When using Citoid to expand a DOI or other identifier into a full citation template, the link to the DOI or identifier target often gets added to the |url= parameter. The citation then has the same information twice and the URL is redundant. Guidelines and documentation discourage this, for instance https://en.wikipedia.org/wiki/Help:Citation_Style_1#Identifiers :
When an URL is equivalent to the link produced by the corresponding identifier (such as a DOI), don't add it to any URL parameter but use the appropriate identifier parameter, which is more stable and may allow to specify the access status. The |url= parameter or title link can then be used for its prime purpose of providing a convenience link to an open access copy which would not otherwise be obviously accessible.

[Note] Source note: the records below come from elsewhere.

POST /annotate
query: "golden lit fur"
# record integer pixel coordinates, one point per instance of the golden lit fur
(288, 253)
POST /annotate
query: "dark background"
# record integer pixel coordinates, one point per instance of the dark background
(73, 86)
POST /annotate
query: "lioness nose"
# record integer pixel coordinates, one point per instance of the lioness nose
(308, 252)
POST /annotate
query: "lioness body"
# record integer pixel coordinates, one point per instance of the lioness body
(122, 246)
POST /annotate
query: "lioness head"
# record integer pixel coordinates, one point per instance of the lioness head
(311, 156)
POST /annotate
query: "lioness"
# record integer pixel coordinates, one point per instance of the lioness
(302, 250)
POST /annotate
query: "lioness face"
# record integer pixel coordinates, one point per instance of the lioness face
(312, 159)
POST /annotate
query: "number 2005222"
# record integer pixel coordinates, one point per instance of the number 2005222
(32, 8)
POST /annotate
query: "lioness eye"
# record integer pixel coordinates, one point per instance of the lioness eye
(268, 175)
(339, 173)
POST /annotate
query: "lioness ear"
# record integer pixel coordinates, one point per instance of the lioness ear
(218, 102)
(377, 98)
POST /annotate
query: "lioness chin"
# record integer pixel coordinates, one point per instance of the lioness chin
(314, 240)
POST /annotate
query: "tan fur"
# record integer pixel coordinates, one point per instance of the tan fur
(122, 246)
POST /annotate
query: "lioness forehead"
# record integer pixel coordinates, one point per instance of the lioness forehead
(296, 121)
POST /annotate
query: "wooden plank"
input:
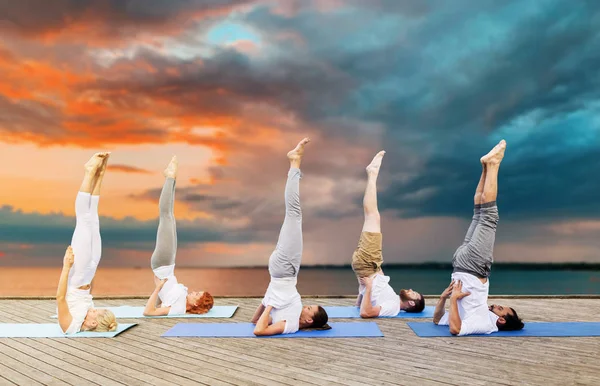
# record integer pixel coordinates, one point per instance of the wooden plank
(399, 358)
(13, 377)
(31, 361)
(32, 373)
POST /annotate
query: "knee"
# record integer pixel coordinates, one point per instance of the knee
(372, 215)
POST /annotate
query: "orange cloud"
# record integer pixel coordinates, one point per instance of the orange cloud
(128, 169)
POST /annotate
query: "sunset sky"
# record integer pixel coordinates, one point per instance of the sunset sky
(231, 86)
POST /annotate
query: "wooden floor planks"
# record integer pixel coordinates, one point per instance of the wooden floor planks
(140, 356)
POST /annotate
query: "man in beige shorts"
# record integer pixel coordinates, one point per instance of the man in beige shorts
(375, 295)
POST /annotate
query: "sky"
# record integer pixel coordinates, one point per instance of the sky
(230, 86)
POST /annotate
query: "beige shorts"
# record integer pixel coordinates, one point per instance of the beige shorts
(367, 258)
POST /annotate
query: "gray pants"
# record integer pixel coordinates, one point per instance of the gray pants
(285, 259)
(166, 237)
(475, 255)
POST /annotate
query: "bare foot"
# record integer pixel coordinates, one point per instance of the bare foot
(298, 151)
(374, 166)
(95, 162)
(494, 157)
(171, 170)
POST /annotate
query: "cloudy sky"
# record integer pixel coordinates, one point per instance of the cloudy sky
(230, 86)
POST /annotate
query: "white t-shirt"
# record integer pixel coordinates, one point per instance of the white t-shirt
(382, 294)
(79, 302)
(283, 296)
(475, 316)
(173, 294)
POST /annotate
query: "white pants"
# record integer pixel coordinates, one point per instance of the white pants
(86, 242)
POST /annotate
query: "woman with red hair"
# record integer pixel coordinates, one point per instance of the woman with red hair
(169, 296)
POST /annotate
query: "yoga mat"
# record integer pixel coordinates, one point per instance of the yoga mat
(426, 330)
(138, 312)
(52, 330)
(246, 330)
(354, 312)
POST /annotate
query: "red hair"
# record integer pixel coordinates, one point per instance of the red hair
(203, 305)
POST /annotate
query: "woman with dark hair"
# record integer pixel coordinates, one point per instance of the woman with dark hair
(169, 296)
(281, 310)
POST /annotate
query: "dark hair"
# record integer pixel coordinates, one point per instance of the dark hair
(320, 319)
(203, 305)
(419, 305)
(512, 322)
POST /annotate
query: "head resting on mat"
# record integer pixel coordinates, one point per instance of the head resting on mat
(508, 320)
(411, 301)
(199, 302)
(314, 316)
(99, 320)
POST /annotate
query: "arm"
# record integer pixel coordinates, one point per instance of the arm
(454, 319)
(64, 315)
(441, 306)
(263, 328)
(151, 309)
(259, 311)
(366, 308)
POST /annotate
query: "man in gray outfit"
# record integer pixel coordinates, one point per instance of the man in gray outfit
(468, 292)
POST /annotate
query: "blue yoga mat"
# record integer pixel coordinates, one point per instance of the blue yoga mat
(354, 312)
(52, 330)
(246, 330)
(427, 330)
(138, 312)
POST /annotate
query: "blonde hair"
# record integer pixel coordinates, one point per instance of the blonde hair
(106, 321)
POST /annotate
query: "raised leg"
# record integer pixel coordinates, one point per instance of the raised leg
(372, 221)
(82, 272)
(286, 258)
(166, 236)
(477, 255)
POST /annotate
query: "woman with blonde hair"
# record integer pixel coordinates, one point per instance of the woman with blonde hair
(169, 296)
(76, 310)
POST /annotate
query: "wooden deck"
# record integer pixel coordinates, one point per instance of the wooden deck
(140, 356)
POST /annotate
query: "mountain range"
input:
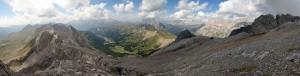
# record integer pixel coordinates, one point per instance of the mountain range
(268, 46)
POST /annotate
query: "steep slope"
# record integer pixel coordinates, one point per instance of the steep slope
(275, 52)
(133, 40)
(57, 49)
(184, 35)
(15, 46)
(4, 70)
(265, 23)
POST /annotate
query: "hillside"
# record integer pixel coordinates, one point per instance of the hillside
(59, 49)
(275, 52)
(132, 40)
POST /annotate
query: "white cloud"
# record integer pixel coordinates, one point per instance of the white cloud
(153, 8)
(189, 11)
(45, 11)
(192, 5)
(152, 5)
(285, 6)
(121, 8)
(233, 9)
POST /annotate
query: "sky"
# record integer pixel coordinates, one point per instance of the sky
(23, 12)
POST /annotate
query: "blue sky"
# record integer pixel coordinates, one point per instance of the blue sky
(6, 10)
(186, 12)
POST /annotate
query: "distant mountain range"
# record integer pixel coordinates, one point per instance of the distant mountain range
(268, 46)
(130, 39)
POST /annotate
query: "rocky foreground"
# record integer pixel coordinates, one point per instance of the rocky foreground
(268, 47)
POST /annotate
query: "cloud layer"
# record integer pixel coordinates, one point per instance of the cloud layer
(186, 11)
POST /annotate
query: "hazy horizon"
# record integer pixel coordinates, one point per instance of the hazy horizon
(23, 12)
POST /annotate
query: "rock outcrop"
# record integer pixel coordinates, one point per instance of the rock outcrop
(58, 49)
(4, 70)
(266, 23)
(184, 35)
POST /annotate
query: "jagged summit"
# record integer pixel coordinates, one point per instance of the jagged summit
(265, 23)
(55, 48)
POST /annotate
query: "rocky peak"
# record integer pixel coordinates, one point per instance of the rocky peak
(265, 23)
(184, 35)
(4, 70)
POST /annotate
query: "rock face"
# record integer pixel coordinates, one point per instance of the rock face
(274, 53)
(266, 23)
(184, 35)
(58, 49)
(4, 70)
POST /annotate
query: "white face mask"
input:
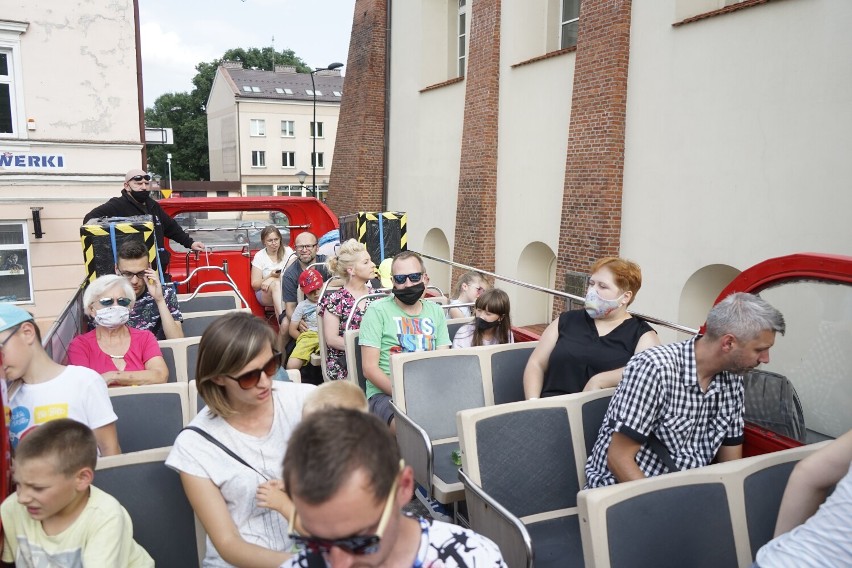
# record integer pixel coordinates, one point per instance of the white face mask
(597, 307)
(112, 316)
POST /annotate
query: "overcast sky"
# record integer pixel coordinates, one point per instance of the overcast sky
(179, 34)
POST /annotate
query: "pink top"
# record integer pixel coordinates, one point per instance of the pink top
(85, 351)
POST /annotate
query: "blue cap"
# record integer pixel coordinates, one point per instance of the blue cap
(11, 315)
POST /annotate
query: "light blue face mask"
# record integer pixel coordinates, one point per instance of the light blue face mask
(597, 307)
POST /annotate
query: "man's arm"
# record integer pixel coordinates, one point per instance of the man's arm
(372, 371)
(621, 458)
(810, 481)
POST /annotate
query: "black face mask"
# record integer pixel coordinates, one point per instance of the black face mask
(410, 295)
(483, 325)
(140, 196)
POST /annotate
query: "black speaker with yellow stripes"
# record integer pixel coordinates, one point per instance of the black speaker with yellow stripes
(102, 237)
(384, 234)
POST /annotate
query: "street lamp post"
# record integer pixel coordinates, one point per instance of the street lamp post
(314, 91)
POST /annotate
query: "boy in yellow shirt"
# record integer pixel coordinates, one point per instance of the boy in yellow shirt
(56, 517)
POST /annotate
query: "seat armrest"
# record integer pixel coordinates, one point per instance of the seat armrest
(415, 448)
(490, 519)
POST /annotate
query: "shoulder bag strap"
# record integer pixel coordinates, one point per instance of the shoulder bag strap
(224, 448)
(662, 452)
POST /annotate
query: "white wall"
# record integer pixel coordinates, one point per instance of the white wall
(738, 135)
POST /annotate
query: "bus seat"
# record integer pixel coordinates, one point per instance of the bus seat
(771, 402)
(507, 370)
(163, 520)
(520, 479)
(149, 416)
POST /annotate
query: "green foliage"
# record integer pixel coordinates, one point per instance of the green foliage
(185, 113)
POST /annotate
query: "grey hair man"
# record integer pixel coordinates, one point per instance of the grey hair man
(680, 406)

Other tools and bots like citation bot on the English Wikipedia will later remove such URLs, but it's better to not add them in the first place. When the user actually inputs an URL, such as the DOI preceded by https://doi.org/, it's debatable whether that should be retained as URL: you may want to keep it if you consider the users are so sophisticated as to provide a bare ID to use the corresponding parameter and the full URL to (also) use the URL parameter. I personally believe most people use them indifferently just to provide the ID in whatever is the most convenient way at the moment, so it doesn't matter. It also doesn't matter on the English Wikipedia anyway because eventually such redundant URLs will be removed.
This task is arguably a first step before T174540, although T174540 could also be implemented by just putting whatever is the target of OAdoi.org expansion (which make the URL parameter redundant in 50-70 % of cases rather than the current 100 %).